A nearly $40,000 project to add color-programmable LED lighting above the Emma Kelly Theater’s stage represents the first third of about $120,000 in updates proposed for the historic theater, says Averitt Center for the Arts Executive Director Jamie Grady.
The Fox Theatre Institute, of division of Atlanta’s Fox Theatre Inc., recently awarded the Statesboro-based Averitt Center an $18,819 Historic Preservation Grant for the replacement of lamps in the fly system above the stage. The project epitomizes a revolution in arts and entertainment lighting brought about by advances in light-emitting diode technology.
“Over the last probably 10 years or so, basic lighting instruments have changed over from basically incandescent lights to LED lighting fixtures,” Grady said. “So what’s great about those is that they save the organization money because they’re more cost efficient energy-wise. Also, you can change colors, program colors more easily with them, so you don’t have to run up a ladder to change out gels.”
The $18,819 matching grant supplies 50 percent of the project budget submitted for this first phase.
“To really complete the theater as we would like it to be, we’re really talking about a package of about $120,000, so this is Phase 1 of three,” Grady said. “We hope to be working with the Fox Institute again as we move forward with other phases, but as usual we will be dependent in part upon our community being able to support us.”

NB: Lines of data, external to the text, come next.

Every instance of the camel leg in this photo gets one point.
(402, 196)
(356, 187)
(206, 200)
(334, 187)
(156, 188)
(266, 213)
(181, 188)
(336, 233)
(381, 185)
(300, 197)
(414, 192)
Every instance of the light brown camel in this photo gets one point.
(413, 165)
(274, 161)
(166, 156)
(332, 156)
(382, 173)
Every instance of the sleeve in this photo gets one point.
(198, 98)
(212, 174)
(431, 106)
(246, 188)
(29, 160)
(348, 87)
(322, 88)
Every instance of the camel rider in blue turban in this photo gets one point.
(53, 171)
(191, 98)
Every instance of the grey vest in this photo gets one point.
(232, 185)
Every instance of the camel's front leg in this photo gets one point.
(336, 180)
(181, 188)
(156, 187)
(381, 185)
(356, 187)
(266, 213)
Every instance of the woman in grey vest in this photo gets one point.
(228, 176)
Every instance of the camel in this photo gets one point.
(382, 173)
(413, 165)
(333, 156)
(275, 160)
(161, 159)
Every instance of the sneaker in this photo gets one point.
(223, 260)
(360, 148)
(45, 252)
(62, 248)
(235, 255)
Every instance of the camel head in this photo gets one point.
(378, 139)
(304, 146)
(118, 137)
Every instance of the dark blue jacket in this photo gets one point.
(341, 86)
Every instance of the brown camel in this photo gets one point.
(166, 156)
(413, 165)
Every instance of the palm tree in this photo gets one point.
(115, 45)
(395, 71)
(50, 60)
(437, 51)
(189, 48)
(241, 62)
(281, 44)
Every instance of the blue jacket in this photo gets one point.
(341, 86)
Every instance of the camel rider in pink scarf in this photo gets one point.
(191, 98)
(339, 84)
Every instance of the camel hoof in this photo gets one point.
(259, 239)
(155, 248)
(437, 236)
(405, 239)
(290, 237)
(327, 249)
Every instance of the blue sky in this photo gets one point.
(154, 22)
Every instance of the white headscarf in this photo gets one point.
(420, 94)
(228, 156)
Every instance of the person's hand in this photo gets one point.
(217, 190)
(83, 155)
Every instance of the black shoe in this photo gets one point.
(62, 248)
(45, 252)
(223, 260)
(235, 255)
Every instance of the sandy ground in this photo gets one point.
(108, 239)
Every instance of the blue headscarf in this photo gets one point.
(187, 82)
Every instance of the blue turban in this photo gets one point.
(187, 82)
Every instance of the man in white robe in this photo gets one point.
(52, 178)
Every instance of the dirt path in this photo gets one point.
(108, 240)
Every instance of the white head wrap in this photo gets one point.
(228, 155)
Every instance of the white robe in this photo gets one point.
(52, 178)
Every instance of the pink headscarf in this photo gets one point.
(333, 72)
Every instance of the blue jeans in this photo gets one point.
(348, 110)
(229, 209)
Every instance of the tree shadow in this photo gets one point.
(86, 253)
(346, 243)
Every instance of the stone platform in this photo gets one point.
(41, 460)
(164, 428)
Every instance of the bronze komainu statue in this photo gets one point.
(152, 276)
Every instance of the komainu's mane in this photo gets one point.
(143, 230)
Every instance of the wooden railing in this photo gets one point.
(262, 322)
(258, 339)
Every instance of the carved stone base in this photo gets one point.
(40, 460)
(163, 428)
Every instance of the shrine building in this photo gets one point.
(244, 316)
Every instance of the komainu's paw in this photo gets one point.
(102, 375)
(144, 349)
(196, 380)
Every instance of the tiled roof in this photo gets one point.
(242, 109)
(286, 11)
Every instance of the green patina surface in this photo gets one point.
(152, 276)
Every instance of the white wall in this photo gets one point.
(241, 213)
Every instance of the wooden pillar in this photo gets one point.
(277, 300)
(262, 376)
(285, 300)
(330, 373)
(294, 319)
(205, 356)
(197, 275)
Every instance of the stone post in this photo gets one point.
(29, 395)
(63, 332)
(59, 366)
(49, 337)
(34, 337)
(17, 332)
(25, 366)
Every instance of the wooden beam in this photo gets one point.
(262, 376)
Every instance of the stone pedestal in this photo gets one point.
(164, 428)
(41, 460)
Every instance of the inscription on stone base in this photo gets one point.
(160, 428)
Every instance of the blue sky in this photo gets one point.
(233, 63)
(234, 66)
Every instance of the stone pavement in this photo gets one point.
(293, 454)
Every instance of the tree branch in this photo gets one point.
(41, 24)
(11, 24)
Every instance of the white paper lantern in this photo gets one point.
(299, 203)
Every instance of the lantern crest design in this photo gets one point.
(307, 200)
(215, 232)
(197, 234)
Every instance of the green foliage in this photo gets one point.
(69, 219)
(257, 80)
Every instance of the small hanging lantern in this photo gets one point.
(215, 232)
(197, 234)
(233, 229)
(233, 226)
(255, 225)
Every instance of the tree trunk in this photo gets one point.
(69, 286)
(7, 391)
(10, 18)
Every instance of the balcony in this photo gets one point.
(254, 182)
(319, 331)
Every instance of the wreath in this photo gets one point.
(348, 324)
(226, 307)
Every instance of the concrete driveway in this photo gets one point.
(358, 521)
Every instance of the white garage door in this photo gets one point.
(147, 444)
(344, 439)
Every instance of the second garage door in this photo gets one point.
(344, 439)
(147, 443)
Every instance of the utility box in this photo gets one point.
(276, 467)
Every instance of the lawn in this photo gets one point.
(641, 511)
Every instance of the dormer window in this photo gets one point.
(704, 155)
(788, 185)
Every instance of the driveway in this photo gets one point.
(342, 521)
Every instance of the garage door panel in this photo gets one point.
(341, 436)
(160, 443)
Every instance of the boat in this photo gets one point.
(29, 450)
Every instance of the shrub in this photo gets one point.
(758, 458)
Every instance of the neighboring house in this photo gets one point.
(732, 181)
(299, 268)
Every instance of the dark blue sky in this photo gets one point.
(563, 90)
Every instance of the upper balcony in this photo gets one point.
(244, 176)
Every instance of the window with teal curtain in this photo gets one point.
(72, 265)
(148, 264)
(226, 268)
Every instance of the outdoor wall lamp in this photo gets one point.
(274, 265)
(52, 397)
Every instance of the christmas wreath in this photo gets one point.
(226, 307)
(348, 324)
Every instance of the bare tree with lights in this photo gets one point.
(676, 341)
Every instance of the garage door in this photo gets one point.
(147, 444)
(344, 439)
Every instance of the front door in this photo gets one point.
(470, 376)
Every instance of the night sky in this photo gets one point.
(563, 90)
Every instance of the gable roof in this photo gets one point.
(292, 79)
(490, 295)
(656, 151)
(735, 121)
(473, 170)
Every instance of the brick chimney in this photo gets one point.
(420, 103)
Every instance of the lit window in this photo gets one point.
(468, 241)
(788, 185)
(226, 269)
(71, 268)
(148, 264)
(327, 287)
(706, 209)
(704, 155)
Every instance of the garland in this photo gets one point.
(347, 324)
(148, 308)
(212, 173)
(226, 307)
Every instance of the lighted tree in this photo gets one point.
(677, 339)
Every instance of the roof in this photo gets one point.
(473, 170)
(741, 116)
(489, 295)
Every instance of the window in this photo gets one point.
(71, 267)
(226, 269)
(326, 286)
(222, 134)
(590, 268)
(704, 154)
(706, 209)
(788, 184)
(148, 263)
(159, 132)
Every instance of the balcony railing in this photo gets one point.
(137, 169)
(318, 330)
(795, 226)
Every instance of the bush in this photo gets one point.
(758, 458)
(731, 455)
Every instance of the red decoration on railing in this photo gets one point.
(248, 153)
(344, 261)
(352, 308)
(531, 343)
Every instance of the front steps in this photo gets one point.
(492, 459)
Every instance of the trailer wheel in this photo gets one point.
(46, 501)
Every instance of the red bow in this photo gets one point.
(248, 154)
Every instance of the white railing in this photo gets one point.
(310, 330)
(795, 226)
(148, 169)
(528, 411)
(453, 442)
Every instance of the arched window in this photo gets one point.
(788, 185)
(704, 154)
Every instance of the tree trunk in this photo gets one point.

About $20,000 from local supporters will be needed just for this phase, and so far, the Averitt has raised about $10,000 of that, he said.
Fox Theatre Institute
Expanded in 2017-18, the Fox Theatre Institute’s grant program is part of the Fox Theatre’s overall strategic plan to increase its outreach. The institute committed more than $470,000 in four funding categories in a record-breaking year of awards. Besides the Historic Preservation Grants, the other funding categories are Historic Structures Grants, Planning, Technical Assistance and Services Grants and Urgent/Emergency Grants.
“This is a grant program that is singular to itself … unlike any other, in that it is solely invested in preserving theaters and structures to ensure positive economic development,” Fox Theatre Institute Director Leigh Burns said, according to an Averitt Center news release.
“I’m excited to see how these organizations will serve as a catalyst to positively impact the financial revenue of the surrounding community as well as grow access to the performing arts,” she said.
Overall, the FTI program has awarded more than $1 million since it was launched in 2008.
The Averitt’s funding
In general, grant funding for arts organizations “continues to be more competitive,” but has not dried up, Grady told the Statesboro Herald. Only about half of the Averitt Center’s annual budget of roughly $1 million comes from “earned” sources, including ticket sales, program participation fees and rents.
“The other 50 percent comes from foundations, grants, sponsorships and individual giving,” Grady said.
He called the proportion of grants in this mix “pretty healthy.” The Georgia Council for the Arts, which in turn receives National Endowment for the Arts funding, has been one major source over the years.
Currently, the Averitt Center for the Arts staff is working on an application for a grant of about $25,000 for general operating support from the Georgia Council.
“We hope to be getting another (Georgia Council for the Arts) grant for our education programs as well,” Grady said. “Obviously the Fox Institute has come through with some substantial money, but we’re also expanding our outreach for foundations, and writing more grants is definitely in the works for us.”
Two theaters running
The 359-seat Emma Kelly Theater, beside the Averitt Center’s Main Gallery on East Main Street, is the Statesboro arts organization’s flagship performance space. Although on a smaller scale, what it has in common with Atlanta’s Fox Theatre is a past life as a motion picture theater. The Georgia Theater, which opened in 1936, was one of the first air-conditioned places in Statesboro.
In recent years, the Averitt Center has added the Center for Performing Arts, which includes ballet studios, a black box theater and a smaller art gallery, on West Main Street, and the Roxie Remley Center for Fine Arts, with ceramics and pictorial art classrooms and studios for rent to artists, near City Hall.
Some changes to the Center for Performing Arts were completed last fall. Besides turning the Rosengart Gallery’s previous consignment shop into more gallery space for artists, the Averitt Center replaced the original thrust seating arrangement in the Whitaker Black Box Theater with a stadium-seating arrangement, like that at the Emma Kelly Theater but smaller.
The West Main Street performance space remains a black box theater, but with 73 seats in front of the stage, Grady said. It hosted several shows from September through December, including the Taylor Dance Company’s Taylor 2, the Averitt Stars production of “Souvenir,” the Youth Theater “Sleepy Hollow,” and Brock Vickers’ one-person “A Christmas Carol.”
Next up, “Behold: Here Cometh the Dreamer: An Evening of African American Poetry” is scheduled for the Whitaker Black Box Theater Jan. 20, while the Emma Kelly Theater continues to host other events.
“My vision would be to have both stages up at the same time and have different kinds of events happening and different sets of audience members and really just having experiences downtown in two different buildings, to have a very lively downtown,” Grady said.